In August 2015, the Israeli State Prosecutor’s Office updated the policy guidelines on stone throwing to request that defendants remain in detention until the end of proceedings. According to ACRI, after the change in policy guidelines, requests for detention until the end of the proceedings had risen from 210 requests in 2014 to 310 in 2015.
During these sweeping changes, the guidelines governing the use of live-fire were also updated.

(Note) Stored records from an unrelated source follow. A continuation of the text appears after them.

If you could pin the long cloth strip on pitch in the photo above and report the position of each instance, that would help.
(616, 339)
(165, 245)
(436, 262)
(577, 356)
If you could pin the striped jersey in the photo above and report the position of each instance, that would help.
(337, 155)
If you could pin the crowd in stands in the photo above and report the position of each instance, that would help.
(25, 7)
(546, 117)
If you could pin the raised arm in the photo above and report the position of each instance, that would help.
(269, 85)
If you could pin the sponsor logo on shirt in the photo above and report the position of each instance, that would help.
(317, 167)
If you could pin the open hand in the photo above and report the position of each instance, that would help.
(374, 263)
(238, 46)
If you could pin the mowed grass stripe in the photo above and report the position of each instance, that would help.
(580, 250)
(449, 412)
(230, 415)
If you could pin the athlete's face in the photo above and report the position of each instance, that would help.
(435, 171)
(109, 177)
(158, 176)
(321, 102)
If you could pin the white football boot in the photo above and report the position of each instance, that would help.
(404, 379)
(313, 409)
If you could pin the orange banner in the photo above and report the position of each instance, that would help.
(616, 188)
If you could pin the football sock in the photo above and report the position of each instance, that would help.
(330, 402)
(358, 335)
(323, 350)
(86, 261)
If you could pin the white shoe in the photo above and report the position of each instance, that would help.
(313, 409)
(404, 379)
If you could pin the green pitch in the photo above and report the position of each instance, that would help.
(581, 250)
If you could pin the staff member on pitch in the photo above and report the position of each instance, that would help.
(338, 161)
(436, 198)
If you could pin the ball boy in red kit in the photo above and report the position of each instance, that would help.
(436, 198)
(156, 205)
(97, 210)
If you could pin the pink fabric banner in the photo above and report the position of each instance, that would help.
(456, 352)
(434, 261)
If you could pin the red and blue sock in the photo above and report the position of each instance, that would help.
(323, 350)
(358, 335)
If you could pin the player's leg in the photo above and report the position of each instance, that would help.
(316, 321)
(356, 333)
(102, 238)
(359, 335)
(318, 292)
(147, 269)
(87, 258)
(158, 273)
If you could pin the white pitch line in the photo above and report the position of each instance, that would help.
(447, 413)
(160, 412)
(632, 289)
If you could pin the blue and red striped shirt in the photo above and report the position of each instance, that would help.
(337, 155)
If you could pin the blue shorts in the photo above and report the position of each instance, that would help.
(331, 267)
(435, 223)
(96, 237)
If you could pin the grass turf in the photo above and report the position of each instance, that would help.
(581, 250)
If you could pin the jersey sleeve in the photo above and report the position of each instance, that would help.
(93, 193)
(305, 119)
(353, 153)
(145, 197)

According to Adalah, the Legal Center for Arab Minority Rights in Israel, in December of 2015 the Israeli police live-fire regulations became much more aggressive. Adalah said the new police regulations give the authority to use live-fire directly on an individual who appears to be throwing or is about to throw a firebomb, shoot off fireworks, or using a sling-shot.
"The new regulations allow officers to act in an unchecked and criminal manner,” said Adalah attorney Mohammad Bassam. “[I]t is clear that the regulations do not refer to just any stone throwers but that they were written specifically regarding Palestinian youths."
DCIP is deeply concerned that these changes to the Israeli penal code and policy guidelines will continue to target Palestinian youth. These changes are almost exclusively applied to Palestinians. Israeli extremists and settlers are rarely prosecuted under the same standards of the law.